Angie Marable, lead data engineer at CareFirst Blue Cross Blue Shield:
“On an individual level, I like using Equal Pay Day as a reminder to look around me for women in my social circles or professional networks who may need a little extra encouragement to evaluate their work and their compensation. It's okay to ask for more, and sometimes all we need is to hear someone else say it!
"Especially, as a woman in STEM, one of the best things for my career was to find both female and male mentors in my field who were in positions I could see myself aspiring to one day. It helped having them and their experiences as reference for what I was working towards in compensation, as well as giving me the confidence boost I needed to approach my first raise negotiation many years ago. Equal Pay Day is a great reminder to pay it forward (hah!), and be that same point of reference and motivation specifically for the women coming after me.”
Sally Strebel, co-founder and COO at Pagely:
"Equal Pay Day means that merit remains greater than gender. In a polarized world, Equal Pay Day proves worthy because it unites all people. To understand if your organization provides equal pay, gather at least payroll, department, title, experience, and education data and look for inequalities. Also, if a female undercuts her financial best interest during an interview, have respect for the core of the company and pay her equivalent wages."
Nancy Wang, CEO and founder of Advancing Women In Product & senior manager of product management at AWS:
“Equal Pay Day is a big step towards an unbiased work culture, because people often equate pay as a validation of their appreciation by their company. In order to establish fair wage standards, many companies (such as Salesforce) have implemented company-wide salary surveys that aim to gather as many data points as possible for workers across levels, roles, and job categories. This helps to establish a benchmark for pay that is gender-blind, but the hard part of this will be enforcement.
"Even if companies realize that certain roles need to be paid a certain amount, the challenge comes down to how we can enforce equal pay. This can come in the form of educational seminars, blind spot checks, and continuous audits of payroll.”
Deepti Dixit, technical software architect at CodeLathe:
"The time has come when society as a whole starts accepting that women can be excellent leaders when provided with adequate mentoring and support. Familial responsibilities can offset women for a brief period, but careers and their contribution to an organization need to be seen as a marathon and not a sprint! It is quite ironic that someone who is capable of managing a plethora of responsibilities still needs to fight for her rights in the form of Equal Payday and other women-centric days."

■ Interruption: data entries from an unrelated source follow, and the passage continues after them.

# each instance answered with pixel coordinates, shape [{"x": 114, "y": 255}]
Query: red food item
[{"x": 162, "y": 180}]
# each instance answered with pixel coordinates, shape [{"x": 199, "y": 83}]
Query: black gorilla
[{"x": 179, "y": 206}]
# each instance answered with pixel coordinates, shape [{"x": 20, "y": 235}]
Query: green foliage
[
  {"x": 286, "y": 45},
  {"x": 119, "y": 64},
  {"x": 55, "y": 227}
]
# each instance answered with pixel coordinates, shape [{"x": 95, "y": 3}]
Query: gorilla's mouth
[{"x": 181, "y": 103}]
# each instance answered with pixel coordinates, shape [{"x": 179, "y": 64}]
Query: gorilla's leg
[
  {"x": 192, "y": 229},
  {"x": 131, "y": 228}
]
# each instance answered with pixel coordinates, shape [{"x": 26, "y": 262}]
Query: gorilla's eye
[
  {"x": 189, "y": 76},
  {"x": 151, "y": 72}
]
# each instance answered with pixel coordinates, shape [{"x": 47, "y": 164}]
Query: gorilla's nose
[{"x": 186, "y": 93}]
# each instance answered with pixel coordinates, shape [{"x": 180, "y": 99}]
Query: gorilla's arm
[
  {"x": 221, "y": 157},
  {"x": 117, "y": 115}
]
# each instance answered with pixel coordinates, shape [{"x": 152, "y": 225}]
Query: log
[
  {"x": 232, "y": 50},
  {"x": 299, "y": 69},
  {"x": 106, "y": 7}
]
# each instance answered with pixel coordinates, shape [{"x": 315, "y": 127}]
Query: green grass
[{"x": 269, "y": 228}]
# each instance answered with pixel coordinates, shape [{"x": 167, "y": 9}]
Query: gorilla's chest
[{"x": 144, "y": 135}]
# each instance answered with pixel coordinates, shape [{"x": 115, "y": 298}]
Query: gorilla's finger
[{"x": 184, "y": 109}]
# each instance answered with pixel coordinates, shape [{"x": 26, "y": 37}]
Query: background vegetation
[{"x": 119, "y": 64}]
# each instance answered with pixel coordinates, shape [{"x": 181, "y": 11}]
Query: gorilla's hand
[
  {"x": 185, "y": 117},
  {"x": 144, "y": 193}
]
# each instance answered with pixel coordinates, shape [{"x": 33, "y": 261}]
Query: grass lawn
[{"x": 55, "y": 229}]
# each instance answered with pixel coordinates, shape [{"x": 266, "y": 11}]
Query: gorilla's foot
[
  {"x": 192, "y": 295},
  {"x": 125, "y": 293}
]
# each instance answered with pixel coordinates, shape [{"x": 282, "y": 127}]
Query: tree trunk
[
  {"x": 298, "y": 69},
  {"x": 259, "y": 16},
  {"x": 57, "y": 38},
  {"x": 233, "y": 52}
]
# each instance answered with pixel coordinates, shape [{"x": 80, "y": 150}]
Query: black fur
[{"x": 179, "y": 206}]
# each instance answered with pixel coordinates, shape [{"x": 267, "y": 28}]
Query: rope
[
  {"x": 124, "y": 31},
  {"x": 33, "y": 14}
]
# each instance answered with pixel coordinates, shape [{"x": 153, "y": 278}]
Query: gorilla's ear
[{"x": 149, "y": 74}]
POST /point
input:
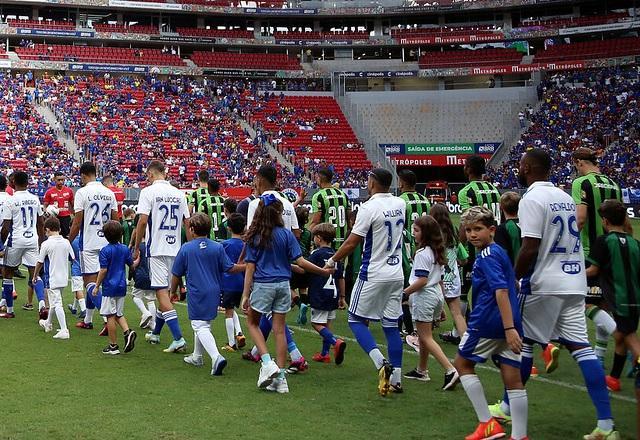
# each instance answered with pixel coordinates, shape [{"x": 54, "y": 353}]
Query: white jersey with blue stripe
[
  {"x": 23, "y": 209},
  {"x": 380, "y": 222},
  {"x": 166, "y": 208},
  {"x": 98, "y": 205}
]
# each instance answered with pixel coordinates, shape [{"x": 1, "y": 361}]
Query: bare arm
[{"x": 527, "y": 256}]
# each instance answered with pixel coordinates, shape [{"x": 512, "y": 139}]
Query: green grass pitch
[{"x": 70, "y": 390}]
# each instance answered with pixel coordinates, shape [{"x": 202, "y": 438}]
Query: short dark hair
[
  {"x": 236, "y": 223},
  {"x": 214, "y": 185},
  {"x": 268, "y": 173},
  {"x": 52, "y": 224},
  {"x": 614, "y": 211},
  {"x": 326, "y": 174},
  {"x": 408, "y": 176},
  {"x": 112, "y": 231},
  {"x": 539, "y": 158},
  {"x": 476, "y": 165},
  {"x": 382, "y": 176},
  {"x": 20, "y": 178},
  {"x": 201, "y": 224},
  {"x": 326, "y": 232},
  {"x": 230, "y": 205},
  {"x": 203, "y": 175},
  {"x": 88, "y": 169}
]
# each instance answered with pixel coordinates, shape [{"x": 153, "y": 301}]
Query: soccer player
[
  {"x": 61, "y": 197},
  {"x": 203, "y": 262},
  {"x": 378, "y": 294},
  {"x": 495, "y": 328},
  {"x": 213, "y": 206},
  {"x": 330, "y": 205},
  {"x": 555, "y": 288},
  {"x": 416, "y": 205},
  {"x": 588, "y": 192},
  {"x": 615, "y": 257},
  {"x": 113, "y": 259},
  {"x": 22, "y": 231},
  {"x": 326, "y": 295},
  {"x": 94, "y": 205},
  {"x": 57, "y": 250},
  {"x": 163, "y": 210}
]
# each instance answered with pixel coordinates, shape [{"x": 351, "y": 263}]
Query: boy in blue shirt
[
  {"x": 494, "y": 328},
  {"x": 113, "y": 280},
  {"x": 326, "y": 294},
  {"x": 232, "y": 284},
  {"x": 203, "y": 262}
]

Joi Smith, director of people and culture at Amify:
"I am encouraged by the progress the industry is making generally in terms of equal pay. I am also encouraged by local laws prohibiting past salary inquiries during recruitment. That certainly helps to level the playing field in general, and even more so in the tech space where women tend to be underrepresented. We follow that protocol and definitely understand the value. It is important that organizations have policies in place that empower strong women to own their careers and know their worth."
Swati Kumar, growth lead at Hugo:
"The wage gap is often a symptom of a cultural gap in individual companies as well as the workforce. To achieve equal pay, companies must first succeed in creating a work culture that supports women the way it has always supported men. This could be acts as simple as ensuring that women (who would otherwise need to leave the workforce upon having children) have access to video conferencing, chat, and other collaboration tools that make it possible for women to be as present at work as possible without sacrificing their presence at home."